バスも通らないど田舎ゆえ、車と免許がないとさぞかし不便だろうと思ったら、そうでもないという。
元々買い物が嫌いなんである。
金を使うのが嫌いなのではなく、人に買ったものを見られるのが嫌という自意識過剰気味な性格によるものなので根が深い…
日常品、食品は同居の弟がメモを片手に買いに行き、もしくは商売をしている親戚に頼んで宅配してもらい、野菜は家の前の畑で自作、米は古い友人達から買い付け、特に食生活に不自由はない…。
食生活においてただひとつ足りないもの、それは田舎の女性の社交「お茶飲み」の茶菓子が足りないのが悩みなんだという。
そりゃそうだな、ジャンクフード世代の弟におばちゃんのお茶飲み用茶菓子を用意するセンスはないわな。
じゃあ弟の運転で町に買いに行けばいいじゃないかと思うのだが、前述の理由で買い物が嫌い。じゃあどうすんだよ?
ということで、母の話を聞いた結果、私が実家に行く時(月に1.2回)の手土産は「お茶飲みのお茶菓子」ということになった。
最初は訳が分からず近所のスーパーで買った「いかにもおばちゃんの好きそうな茶菓子(ひとくち羊羹とかまんじゅうとか)を持っていったのだが、何回か持っていくうちに、コツというか傾向と対策を掴んできた。
母は「カルディ」とか「イカリスーパー」とか「成城石井」とかで売っている、ちょっと小洒落たお茶菓子を喜ぶのである!
(たしかに、実家の町にはどれもないわ。ウチの近所にもないけどな!)
ちょっと毛色の変わった菓子を出せば、話題も広がるし(そこらへんの話術は巧み)ちょっとステキなパッケージに枯れた心も踊るらしい…
田舎のおばちゃんだけど、心はいつまでも貴婦人なんである。
そこにデパートで買ったちょっとした菓子(モロゾフとかメリーズとか…)などちょっと入れておけば大満足✨近所の人にいただきものをした時にお返しに渡せば母の虚栄心は完璧なものとなるのであった。

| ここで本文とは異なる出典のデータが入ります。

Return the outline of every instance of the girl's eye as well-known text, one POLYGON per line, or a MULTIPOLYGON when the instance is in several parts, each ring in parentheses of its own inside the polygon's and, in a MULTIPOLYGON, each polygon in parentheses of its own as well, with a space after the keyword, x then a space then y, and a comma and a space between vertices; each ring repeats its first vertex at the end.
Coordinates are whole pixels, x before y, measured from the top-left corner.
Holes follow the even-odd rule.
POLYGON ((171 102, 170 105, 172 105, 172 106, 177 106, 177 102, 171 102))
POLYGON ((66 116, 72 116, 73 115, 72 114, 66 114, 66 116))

最近の我が家には実家用に「お菓子袋」を用意し、先述した店に行った時は必ず母の好きそうなものを買ってストックするようにしている。
もう一つ、気づいたことは母は「カルディ」の紙袋が好きだということ。
丈夫だし、ちょっとおしゃれだし、田舎にはないお店なので何かお返しを渡す時に都合がいいらしい。一枚何十円かするのだが、母が喜ぶならそりゃ買いますとも!
母が元気なうちは、数少なくなったお友達、幼なじみといった貴婦人の皆さんとお茶会をするであろう。
そのささやかな楽しみの手伝いができればと思っている。